There’s a scene in the technology-terror series, Black Mirror, in which the character played by actress Bryce Dallas Howard takes a sip from her Instagram-worthy latte and finds it bitter. She dutifully Instagrams it anyway, pretending it was the perfect start to her day. The post instantly garners a series of likes.
It's innocent enough if the only victim is your own palate. But what happens when the food is designed and prepared solely for the Instagram set?
You get the Instagram-inspired dish, and the Instagram-inspired restaurant. If you haven’t seen it yet, keep your eyes peeled because you’re about to.
Look for the first signs of it, naturally, coming out of New York City, where Black Tap Burgers & Beer is racking up three-hour waits for ridiculous $15 “milkshakes” with candies and cookies adhered to the outside of the glass. Lollipops the size of your head and entire webs of cotton candy act as wackadoodle garnishes.
Or, consider Manhattan's new cookie dough "ice cream" shop, DO. Rush right over, get an enormous blob of raw cookie dough dropped onto a cone, and style, shoot, and post it to your social media accounts. Then, take a bite and throw it in the trash can around the corner. What plays well for the cameras doesn't always play well in the stomach.
Or consider Taipei’s new "restaurant," Modern Toilet, where "food" shaped liked turds is served to the guest in a faux toilet bowl.

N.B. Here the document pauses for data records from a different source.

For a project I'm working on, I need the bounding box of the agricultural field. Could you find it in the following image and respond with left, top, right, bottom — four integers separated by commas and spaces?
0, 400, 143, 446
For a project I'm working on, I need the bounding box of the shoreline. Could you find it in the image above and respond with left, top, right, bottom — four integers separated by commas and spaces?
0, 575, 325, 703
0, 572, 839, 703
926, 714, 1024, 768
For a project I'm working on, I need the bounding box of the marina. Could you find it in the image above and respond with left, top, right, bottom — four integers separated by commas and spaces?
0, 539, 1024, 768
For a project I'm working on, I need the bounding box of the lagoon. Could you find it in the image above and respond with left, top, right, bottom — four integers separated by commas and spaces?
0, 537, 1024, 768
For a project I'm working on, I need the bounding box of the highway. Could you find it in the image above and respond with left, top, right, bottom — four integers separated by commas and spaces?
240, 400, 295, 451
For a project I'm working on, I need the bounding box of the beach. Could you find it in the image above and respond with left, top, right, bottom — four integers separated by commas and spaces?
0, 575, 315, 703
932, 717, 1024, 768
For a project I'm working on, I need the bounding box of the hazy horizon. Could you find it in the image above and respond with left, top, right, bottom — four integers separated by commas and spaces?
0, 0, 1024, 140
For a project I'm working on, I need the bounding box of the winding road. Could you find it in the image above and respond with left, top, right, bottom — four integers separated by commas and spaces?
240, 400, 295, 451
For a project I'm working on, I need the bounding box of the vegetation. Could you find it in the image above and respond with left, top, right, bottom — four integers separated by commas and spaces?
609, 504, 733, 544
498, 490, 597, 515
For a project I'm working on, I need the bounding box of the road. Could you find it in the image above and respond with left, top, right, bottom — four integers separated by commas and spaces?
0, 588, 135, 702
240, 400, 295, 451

At least they're cutting out the middle man here and presenting their food as actual waste.
Our most Instagrammed local restaurants -- Milkjam, Glam Doll, and Penny's -- all have the important distinction of also being delicious. That said, it seems obvious that Milkjam designed their black cone and Glam Doll the macaroni and cheese donut with Instagrammers at least partly in mind. Penny's fully admits that their space was designed to be an Instagrammer's paradise.
Food is inarguably an art form complete with color and shape and sculpture, and thus it can genuinely inspire us to capture it as a moment in time.
But the most important part about food is eating it. The very best meals are the ones you eat before you've remembered to whip out your phone. A dinner party where nary an app is opened turns out to be a great meal, indeed.
So now that the insta-dish and the insta-restaurant are upon us, now what?
The answer is is ready and waiting for the first taker: the restaurant that insists you put your phone in a locking phone bag before you can be seated, just like at a Dave Chapelle stand-up show.
Phone-free dining spaces. They're the next big thing.